Faut-il vraiment découper l'histoire en tranches ?
de Jacques Le Goff

critiqué par Saint Jean-Baptiste, le 10 avril 2014
(Ottignies - 88 ans)


La note:  étoiles
Un essai raté !
Déception ! Déjà le titre : « Faut-il vraiment découper l'Histoire en tranches ? » est un attrape nigauds. Ce n'est pas du tout de cela qu'il s'agit ; ce que Jacques Le Goff tente de démontrer est que « La Renaissance n'est qu'une ultime sous période d'un long Moyen-Âge ».

La première moitié du livre est carrément barbante : l'auteur passe en revue tous les historiens qui ont parlé de la Renaissance et, s'ils en ont dit du bien, d'après lui, ils se sont trompés. Et ils sont nombreux ! Il y en a plusieurs dizaines. (Ce qui m'a mis de mauvaise humeur c'est, qu'à part Michelet, je n'en connaissais aucun).

Mais le pire est à venir dans la seconde partie du livre. Pour Le Goff, la fin du M-A se situe au milieu du XVIIIème siècle avec les encyclopédistes, et ne prend véritablement fin qu'avec la Révolution française !
Évidemment il peut paraître prétentieux de critiquer le grand Le Goff mais je n'ai pu m'empêcher de trouver que sa thèse était, disons... incongrue et son argumentation, disons... un peu bizarre.

Jugez vous mêmes : - par exemple, pour lui, la navigation du XVIème siècle était à peine meilleure qu'au XIIIème siècle et Christophe Colomb est typiquement un homme du M-A !
- Puisque saint Thomas d'Aquin se proposait de voir l'homme à travers Dieu, il avait conçu l'Humanisme bien avant la Renaissance et Érasme n'a rien inventé !
- L'imprimerie n'est pas une invention déterminante ! Le vrai progrès est le passage du rouleau au codex qui date du Vème siècle !
- Laurent de Médicis n'est pas un homme de la Renaissance mais ne fait que suivre les grands tyrans italiens du XIIIème siècle.
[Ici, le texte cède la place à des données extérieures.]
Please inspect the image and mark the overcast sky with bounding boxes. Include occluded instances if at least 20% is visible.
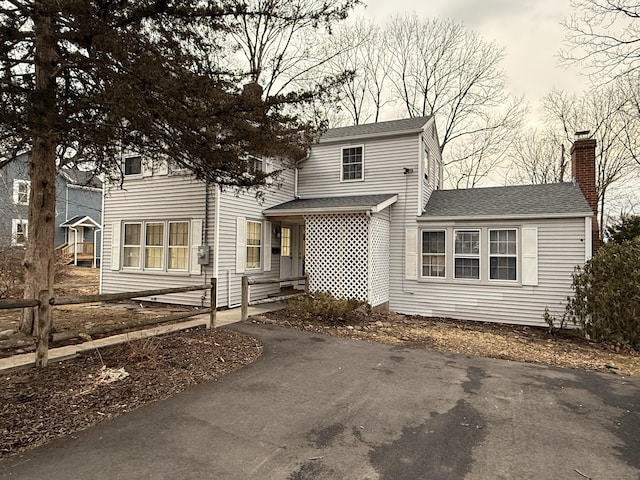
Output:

D'ailleurs, pour Le Goff, Charles Quint, Jules II, Léon X et les Borgia sont des personnages typiquement moyenâgeux !
Qui l'aurait cru !
- Parce que Albert le Grand au XIIIème siècle avait tenté de réconcilier Platon avec le christianisme, ce n'est pas la Renaissance qui a remis à l'honneur les philosophes de l'Antiquité !
Faut-il encore continuer ?
- Pour Le Goff, Luther n'est qu'un hérétique comme le M-A en a tant connu et la Réforme n'est rien de plus qu'une hérésie à mettre sur le même pied que celle d'Abélard au XIème siècle.

Et tout le livre est du même tonneau : Le Goff va même jusqu'à en vouloir à Michelet d'avoir inventé le mot Renaissance – avec un R majuscule, excusez du peu !
Pourtant Michelet a dit beaucoup de bien du M-A. Mais, à cause d'un deuil, prétend Le Goff, il était devenu neurasthénique et alors, il a assimilé le M-A à son enfance qui avait été malheureuse. Il a ensuite aspiré à une nouvelle clarté dans sa vie, ce qui lui a inspiré le mot Renaissance !
Je crois qu'après ça on peut tirer l'échelle !

Finalement, sauf le respect qui est dû au grand historien que fut Le Goff, on peut se demander si son dernier essai n'a pas été un essai de trop.